WASHINGTON — The House, in a surprise move, voted Thursday to reject any attempts by the Senate to give special breaks to individual companies as part of the sweeping savings and loan rescue legislation.
The Senate bill includes carefully crafted amendments on behalf of Columbia Savings & Loan, First Interstate, Sears, Merrill Lynch, Paine Webber, Chemical Bank and other firms. Generally, these amendments provide relief for these firms from the rules and standards of the legislation.
However, House members had become convinced that the public would become angry over favored treatment for a handul of institutions in a bill that will become the biggest bailout in history, costing nearly $300 billion over 30 years. The taxpayers will shoulder about 70% of the financial burden to close hundreds of crippled S&Ls and pay off their depositors, whose accounts are guaranteed by the federal government up to $100,000. The House stripped all special-interest provisions from its version of the S&L bill, approved last week. But the Senate bill is replete with these amendments, and many could have been expected to survive in the House-Senate conference that will craft a final version to be sent to President Bush. On Thursday, the House by voice vote instructed its members at the conference to refuse to accept any special-interest provisions offered by the Senate. The instruction is a signal to the Senate that the House won't compromise.
The motion, by Rep. Chalmers Wylie (R-Ohio), ranking Republican on the House Banking Committee, enjoyed bipartisan support.
The provisions benefiting specific firms are "superfluous baggage" that should be "dispensed with in this important legislation," said Rep. Henry Gonzalez (D-Tex.), Banking Committee chairman and leader of the conferees.
House members working on the issue had been unable to get from the Senate a complete list of the special-interest provisions and the particular companies involved.

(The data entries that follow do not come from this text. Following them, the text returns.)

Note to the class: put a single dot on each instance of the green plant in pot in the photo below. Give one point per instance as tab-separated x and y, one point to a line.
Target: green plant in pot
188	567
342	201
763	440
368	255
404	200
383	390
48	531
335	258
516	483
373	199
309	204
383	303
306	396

Earlier in the day, the conferees met formally for the first time on the S&L bill, agreed the issue must be handled quickly and then adjourned until July 11.

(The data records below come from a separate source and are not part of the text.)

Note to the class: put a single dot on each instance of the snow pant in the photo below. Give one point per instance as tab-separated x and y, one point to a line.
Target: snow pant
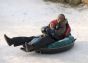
42	42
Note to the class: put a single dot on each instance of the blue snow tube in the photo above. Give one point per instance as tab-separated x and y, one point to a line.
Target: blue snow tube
58	46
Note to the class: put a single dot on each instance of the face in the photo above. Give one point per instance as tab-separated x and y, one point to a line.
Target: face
60	18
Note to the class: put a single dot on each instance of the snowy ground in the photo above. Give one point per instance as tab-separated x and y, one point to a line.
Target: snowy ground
26	17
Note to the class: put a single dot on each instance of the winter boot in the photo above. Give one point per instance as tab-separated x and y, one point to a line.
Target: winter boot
8	40
29	47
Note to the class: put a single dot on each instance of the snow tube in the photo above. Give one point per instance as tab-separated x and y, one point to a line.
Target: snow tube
58	46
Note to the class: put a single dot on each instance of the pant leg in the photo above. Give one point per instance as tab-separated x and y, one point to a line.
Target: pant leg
44	42
17	41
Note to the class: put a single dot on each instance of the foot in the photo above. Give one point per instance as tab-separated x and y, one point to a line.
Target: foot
28	47
23	49
8	40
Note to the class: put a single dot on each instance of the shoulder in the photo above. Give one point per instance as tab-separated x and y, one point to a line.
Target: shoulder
54	21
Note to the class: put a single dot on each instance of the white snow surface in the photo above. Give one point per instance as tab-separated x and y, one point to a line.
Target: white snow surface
26	17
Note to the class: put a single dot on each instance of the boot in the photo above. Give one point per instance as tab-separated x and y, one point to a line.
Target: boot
8	40
29	47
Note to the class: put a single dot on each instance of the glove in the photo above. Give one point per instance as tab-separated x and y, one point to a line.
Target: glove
43	29
50	32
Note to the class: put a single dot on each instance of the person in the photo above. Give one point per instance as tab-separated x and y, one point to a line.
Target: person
56	30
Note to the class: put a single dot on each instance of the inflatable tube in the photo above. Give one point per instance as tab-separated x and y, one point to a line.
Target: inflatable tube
59	46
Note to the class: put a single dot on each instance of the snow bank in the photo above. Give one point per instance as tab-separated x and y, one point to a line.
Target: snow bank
26	17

The conference won't meet formally because the Senate has two weeks of recess on its schedule, which could add as much as $500 million to the cost of the rescue package.
The insurance fund is insolvent, lacking the cash needed to dispose of S&Ls that continue to lose money. Private experts and members of Congress have estimated that the industry's losses are mounting by $1 billion a month. "The sense of urgency must be maintained," Gonzalez said. "I feel this is really a race against time."
Other conferees from the House and Senate agreed, but no effort was made to change the Senate's previously scheduled recess.
Until the conference resumes, staff members will discuss the easily compromised issues in the two massive bills and prepare documents for their bosses.
The key issues in the conference, Gonzalez said, will be the capital standards, which govern the amount of cash that must be contributed to S&Ls by their owners, and the handling of the legislation for federal budget purposes.
The House bill has the toughest capital standards, requiring that S&L owners furnish $3 in cash for every $100 in loans made by the financial institution. Goodwill, the value of an institution beyond its financial and physical assets, may now be counted toward the 3% standard. But goodwill must be eliminated by 1995 and replaced by cash. The Senate bill, by contrast, allows S&Ls to write off the value of goodwill over 25 years. The S&L owners would be required to raise billions of dollars in cash to replace goodwill. Institutions unable to meet the standard would be restricted from growing and would come under close regulatory supervision. The S&L industry fears that several hundred S&Ls would disappear through sale or merger if they cannot comply with the strict standards in the House bill.
Gonzalez predicted that lobbying from the industry would be "unremitting" in trying to persuade the conferees to adopt a standard less stringent than the House version.